Re: [PATCH 00/13] Reconcile NUMA balancing decisions with the load balancer v6

From: Jirka Hladky
Date: Thu May 07 2020 - 12:30:03 EST


Hi Mel,

we are not targeting just OMP applications. We see the performance
degradation also for other workloads, like SPECjbb2005 and
SPECjvm2008. Even worse, it also affects a higher number of threads.
For example, comparing 5.7.0-0.rc2 against 5.6 kernel, on 4 NUMA
server with 2x AMD 7351 CPU, we see performance degradation 22% for 32
threads (the system has 64 CPUs in total). We observe this degradation
only when we run a single SPECjbb binary. When running 4 SPECjbb
binaries in parallel, there is no change in performance between 5.6
and 5.7.

That's why we are asking for the kernel tunable, which we would add to
the tuned profile. We don't expect users to change this frequently but
rather to set the performance profile once based on the purpose of the
server.

If you could prepare a patch for us, we would be more than happy to
test it extensively.
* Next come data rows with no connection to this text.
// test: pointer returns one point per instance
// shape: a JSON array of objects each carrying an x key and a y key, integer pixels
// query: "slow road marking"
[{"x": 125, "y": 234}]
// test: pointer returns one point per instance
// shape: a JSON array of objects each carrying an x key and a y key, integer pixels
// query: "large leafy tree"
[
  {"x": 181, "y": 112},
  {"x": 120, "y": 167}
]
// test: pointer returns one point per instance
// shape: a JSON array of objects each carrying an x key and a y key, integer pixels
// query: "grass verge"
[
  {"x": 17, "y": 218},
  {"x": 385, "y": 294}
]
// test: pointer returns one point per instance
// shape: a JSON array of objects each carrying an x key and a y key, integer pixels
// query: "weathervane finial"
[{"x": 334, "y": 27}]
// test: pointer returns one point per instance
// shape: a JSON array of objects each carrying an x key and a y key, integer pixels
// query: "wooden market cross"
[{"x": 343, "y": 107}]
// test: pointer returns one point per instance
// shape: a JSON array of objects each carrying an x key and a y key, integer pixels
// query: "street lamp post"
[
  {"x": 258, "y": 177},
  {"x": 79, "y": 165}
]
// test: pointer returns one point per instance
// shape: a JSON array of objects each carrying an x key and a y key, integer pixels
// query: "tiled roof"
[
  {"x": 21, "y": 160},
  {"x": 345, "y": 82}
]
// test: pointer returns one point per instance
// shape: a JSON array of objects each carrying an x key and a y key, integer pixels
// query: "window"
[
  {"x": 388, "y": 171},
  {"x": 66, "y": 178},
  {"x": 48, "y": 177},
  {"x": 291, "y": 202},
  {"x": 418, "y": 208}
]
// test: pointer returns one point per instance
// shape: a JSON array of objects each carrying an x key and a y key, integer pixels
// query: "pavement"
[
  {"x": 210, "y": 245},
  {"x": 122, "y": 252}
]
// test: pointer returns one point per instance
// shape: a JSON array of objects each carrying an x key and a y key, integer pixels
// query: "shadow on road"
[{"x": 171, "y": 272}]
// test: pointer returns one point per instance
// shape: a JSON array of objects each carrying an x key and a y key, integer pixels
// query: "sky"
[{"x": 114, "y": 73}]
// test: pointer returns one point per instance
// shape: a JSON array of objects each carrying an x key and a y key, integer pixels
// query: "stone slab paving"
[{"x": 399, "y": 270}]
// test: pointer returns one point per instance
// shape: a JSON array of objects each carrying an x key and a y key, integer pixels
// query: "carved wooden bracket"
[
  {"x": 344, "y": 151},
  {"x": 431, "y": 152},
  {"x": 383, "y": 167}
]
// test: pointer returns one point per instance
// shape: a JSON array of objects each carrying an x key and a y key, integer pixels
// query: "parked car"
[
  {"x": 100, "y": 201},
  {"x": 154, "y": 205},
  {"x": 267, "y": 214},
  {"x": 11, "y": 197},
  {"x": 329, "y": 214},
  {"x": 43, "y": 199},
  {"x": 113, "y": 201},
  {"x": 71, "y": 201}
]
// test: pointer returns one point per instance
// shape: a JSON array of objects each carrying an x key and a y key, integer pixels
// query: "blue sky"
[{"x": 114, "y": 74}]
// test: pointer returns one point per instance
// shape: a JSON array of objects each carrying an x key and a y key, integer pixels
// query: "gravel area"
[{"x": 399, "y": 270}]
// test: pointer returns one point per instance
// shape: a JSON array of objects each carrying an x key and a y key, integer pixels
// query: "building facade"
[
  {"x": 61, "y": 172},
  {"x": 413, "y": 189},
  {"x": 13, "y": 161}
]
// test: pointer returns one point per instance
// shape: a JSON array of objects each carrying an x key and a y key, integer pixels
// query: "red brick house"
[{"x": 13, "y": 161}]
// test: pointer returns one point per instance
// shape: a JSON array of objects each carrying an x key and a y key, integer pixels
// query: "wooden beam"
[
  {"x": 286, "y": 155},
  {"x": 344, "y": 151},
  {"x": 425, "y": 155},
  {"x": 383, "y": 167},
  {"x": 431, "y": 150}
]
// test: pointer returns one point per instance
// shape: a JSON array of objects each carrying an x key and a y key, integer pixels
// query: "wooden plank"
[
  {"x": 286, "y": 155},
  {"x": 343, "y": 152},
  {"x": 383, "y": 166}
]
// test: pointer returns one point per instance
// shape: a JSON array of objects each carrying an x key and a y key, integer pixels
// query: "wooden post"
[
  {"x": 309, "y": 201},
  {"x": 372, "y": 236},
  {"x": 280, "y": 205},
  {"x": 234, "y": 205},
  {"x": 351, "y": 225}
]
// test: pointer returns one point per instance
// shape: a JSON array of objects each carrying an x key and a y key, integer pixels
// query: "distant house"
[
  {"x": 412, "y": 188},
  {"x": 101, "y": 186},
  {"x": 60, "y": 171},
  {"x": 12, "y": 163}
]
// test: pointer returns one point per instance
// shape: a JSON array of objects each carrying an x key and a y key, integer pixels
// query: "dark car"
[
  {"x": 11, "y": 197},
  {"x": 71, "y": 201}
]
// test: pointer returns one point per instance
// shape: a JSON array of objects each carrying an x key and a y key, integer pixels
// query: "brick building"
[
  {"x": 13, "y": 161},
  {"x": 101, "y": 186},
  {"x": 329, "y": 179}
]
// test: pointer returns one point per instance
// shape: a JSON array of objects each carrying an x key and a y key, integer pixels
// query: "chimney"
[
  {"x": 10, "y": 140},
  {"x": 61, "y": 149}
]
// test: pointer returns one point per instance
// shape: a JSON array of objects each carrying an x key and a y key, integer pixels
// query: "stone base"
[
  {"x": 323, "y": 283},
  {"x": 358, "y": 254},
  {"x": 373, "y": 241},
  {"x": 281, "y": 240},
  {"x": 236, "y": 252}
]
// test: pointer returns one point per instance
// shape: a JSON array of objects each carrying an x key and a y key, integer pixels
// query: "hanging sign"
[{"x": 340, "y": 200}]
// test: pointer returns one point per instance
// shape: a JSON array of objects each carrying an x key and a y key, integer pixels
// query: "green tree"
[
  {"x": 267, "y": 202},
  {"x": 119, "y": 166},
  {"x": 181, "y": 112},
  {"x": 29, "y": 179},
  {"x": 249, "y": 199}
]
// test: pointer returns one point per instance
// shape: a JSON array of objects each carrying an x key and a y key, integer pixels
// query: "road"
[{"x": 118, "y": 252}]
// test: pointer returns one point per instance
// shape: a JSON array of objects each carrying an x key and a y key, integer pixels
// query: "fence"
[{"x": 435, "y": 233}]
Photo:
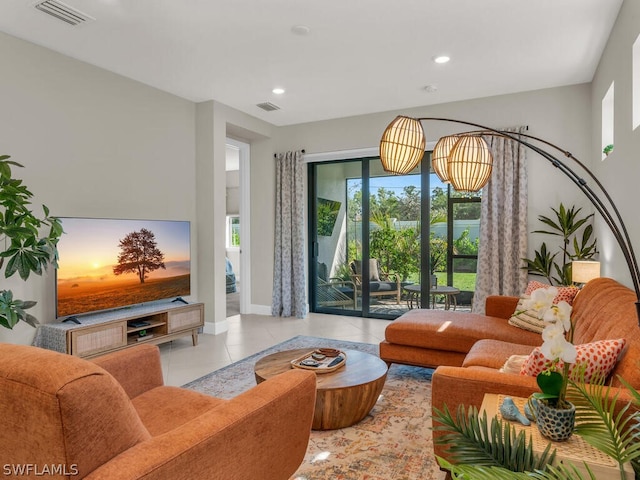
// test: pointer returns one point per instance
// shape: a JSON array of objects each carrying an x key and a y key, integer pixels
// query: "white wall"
[
  {"x": 621, "y": 169},
  {"x": 93, "y": 144},
  {"x": 559, "y": 115},
  {"x": 98, "y": 144}
]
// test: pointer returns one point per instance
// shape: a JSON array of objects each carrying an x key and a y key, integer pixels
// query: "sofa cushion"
[
  {"x": 162, "y": 409},
  {"x": 494, "y": 353},
  {"x": 453, "y": 331},
  {"x": 600, "y": 357}
]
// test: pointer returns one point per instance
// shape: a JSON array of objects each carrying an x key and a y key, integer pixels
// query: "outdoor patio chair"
[
  {"x": 381, "y": 283},
  {"x": 336, "y": 293}
]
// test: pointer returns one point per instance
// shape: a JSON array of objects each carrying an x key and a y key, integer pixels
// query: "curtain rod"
[{"x": 275, "y": 155}]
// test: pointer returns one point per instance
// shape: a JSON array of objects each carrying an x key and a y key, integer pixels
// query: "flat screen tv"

Based on the results, we can then evaluate if
it's the way to go. Thoughts?

Thanks a lot!
Jirka

On Thu, May 7, 2020 at 5:54 PM Mel Gorman <mgorman@xxxxxxxxxxxxxxxxxxx> wrote:
>
> On Thu, May 07, 2020 at 05:24:17PM +0200, Jirka Hladky wrote:
> > Hi Mel,
> >
> > > > Yes, it's indeed OMP. With low threads count, I mean up to 2x number of
> > > > NUMA nodes (8 threads on 4 NUMA node servers, 16 threads on 8 NUMA node
> > > > servers).
> > >
> > > Ok, so we know it's within the imbalance threshold where a NUMA node can
> > > be left idle.
> >
> > we have discussed today with my colleagues the performance drop for
> > some workloads for low threads counts (roughly up to 2x number of NUMA
> > nodes). We are worried that it can be a severe issue for some use
> > cases, which require a full memory bandwidth even when only part of
> > CPUs is used.
> >
> > We understand that scheduler cannot distinguish this type of workload
> > from others automatically. However, there was an idea for a * new
> > kernel tunable to control the imbalance threshold *. Based on the
> > purpose of the server, users could set this tunable. See the tuned
> > project, which allows creating performance profiles [1].
> >
>
> I'm not completely opposed to it but given that the setting is global,
> I imagine it could have other consequences if two applications ran
> at different times have different requirements. Given that it's OMP,
> I would have imagined that an application that really cared about this
> would specify what was needed using OMP_PLACES. Why would someone prefer
> kernel tuning or a tuned profile over OMP_PLACES? After all, it requires
> specific knowledge of the application even to know that a particular
> tuned profile is needed.
>
> --
> Mel Gorman
> SUSE Labs
>


--
-Jirka